« Tout a commencé en mars 2014, lorsque les étudiants réunis au sein du « mouvement des tournesols » ont occupé le Parlement pendant vingt-deux jours » (Photo: manifestation du Mouvement des tournesols, à Taipei, le 18 mai). | TYRONE SIU / REUTERS

Par Audrey Tang, « hackeuse citoyenne » taïwanaise

Vendredi 20 mai, la nouvelle présidente de Taïwan, Dr Tsai Ing-wen, a officiellement pris ses fonctions. Le premier ministre sortant, Simon Chang, était un ingénieur de Google non affilié à un parti. Son successeur, l’économiste Lin Chuan, est également un indépendant. Les deux hommes se sont mis d’accord sur un transfert transparent du pouvoir, avec publication en ligne des documents des différents ministères.

Comment une île de 23 millions d’habitants est-elle passée de plusieurs décennies de politique bipartisane à une expérience pionnière de démocratie numérique ?

Tout a commencé en mars 2014, lorsque les étudiants réunis au sein du « mouvement des tournesols » ont occupé le Parlement pendant vingt-deux jours.
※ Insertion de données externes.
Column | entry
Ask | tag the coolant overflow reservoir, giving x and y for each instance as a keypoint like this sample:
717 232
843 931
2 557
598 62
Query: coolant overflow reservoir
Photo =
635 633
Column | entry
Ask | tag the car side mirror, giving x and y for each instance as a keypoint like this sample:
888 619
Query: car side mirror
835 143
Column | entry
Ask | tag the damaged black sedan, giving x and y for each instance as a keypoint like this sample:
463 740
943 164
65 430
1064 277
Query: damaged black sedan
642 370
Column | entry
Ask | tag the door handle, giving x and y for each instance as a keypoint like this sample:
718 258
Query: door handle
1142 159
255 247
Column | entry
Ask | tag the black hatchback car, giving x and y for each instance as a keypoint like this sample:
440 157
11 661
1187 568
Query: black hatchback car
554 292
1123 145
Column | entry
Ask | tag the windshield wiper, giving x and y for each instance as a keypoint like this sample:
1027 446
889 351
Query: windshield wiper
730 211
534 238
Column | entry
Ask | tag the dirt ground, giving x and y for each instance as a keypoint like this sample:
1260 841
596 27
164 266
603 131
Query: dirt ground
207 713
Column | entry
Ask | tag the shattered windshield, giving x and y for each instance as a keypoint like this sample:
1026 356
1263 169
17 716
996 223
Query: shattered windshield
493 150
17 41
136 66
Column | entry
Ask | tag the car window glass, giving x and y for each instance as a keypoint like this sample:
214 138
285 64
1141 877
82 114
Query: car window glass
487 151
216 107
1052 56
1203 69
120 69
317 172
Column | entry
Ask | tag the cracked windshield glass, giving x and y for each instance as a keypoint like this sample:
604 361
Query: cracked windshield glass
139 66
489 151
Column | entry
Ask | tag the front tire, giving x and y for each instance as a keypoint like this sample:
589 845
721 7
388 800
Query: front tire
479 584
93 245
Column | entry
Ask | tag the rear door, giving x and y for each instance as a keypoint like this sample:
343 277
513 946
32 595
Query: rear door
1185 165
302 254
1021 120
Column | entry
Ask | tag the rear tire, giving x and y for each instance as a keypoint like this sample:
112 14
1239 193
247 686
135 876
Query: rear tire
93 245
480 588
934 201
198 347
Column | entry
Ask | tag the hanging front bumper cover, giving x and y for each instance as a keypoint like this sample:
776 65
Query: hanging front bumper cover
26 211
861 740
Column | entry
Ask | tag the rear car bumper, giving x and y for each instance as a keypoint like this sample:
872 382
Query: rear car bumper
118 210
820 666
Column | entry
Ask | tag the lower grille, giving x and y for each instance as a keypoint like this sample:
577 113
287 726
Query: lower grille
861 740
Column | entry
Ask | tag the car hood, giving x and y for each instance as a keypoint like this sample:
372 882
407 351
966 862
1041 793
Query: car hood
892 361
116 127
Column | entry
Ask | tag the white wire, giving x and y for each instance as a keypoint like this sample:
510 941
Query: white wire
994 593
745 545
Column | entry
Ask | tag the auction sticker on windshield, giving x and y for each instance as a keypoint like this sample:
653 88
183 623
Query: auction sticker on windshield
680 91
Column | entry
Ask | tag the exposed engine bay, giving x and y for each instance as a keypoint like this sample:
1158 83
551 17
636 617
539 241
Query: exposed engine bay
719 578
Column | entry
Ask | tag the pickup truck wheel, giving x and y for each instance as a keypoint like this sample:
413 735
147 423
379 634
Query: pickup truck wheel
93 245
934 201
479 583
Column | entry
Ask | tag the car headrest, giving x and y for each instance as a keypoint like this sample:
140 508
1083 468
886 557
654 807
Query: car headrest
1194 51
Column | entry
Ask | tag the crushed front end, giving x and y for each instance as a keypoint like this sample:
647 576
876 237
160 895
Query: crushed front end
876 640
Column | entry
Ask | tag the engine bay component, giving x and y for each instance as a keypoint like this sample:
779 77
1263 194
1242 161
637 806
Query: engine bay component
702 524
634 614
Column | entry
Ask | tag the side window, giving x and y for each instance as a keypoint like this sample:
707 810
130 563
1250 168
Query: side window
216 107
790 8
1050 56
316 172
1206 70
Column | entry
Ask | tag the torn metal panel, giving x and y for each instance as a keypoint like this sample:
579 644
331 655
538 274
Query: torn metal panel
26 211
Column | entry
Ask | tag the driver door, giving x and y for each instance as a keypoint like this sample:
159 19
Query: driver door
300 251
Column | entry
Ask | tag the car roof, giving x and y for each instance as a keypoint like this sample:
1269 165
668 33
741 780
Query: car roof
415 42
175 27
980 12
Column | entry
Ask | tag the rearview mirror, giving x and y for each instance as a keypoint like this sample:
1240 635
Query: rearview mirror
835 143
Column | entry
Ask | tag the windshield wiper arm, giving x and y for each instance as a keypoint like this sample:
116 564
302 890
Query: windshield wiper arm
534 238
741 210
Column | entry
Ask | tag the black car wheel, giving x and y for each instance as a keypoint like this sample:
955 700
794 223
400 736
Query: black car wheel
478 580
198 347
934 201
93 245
Un traité commercial signé avec Pékin étant alors considéré comme une affaire intérieure, il ne pouvait être débattu au même titre qu’un traité international ; les occupants voulaient organiser leur propre débat sur le sujet. Des centaines d’« hacktivistes » g0v (« gov-zéro ») ont mis en place des systèmes de communication afin de transcrire les discussions, ainsi retransmises à un demi-million de personnes dans la rue et à des millions d’autres en ligne.

Pourquoi y a-t-il à Taïwan un si grand nombre de hackeurs prêts à travailler pour la démocratie ? Je pense que cela est dû au fait que notre génération est la première à s’exprimer librement après quarante ans de dictature de Tchang Kaï-chek. 1988 a vu l’avènement de la liberté de la presse et l’arrivée des ordinateurs personnels. 1996 a été l’année de la première élection présidentielle et de l’éclosion des sites Internet. Internet et la démocratie ont évolué ensemble.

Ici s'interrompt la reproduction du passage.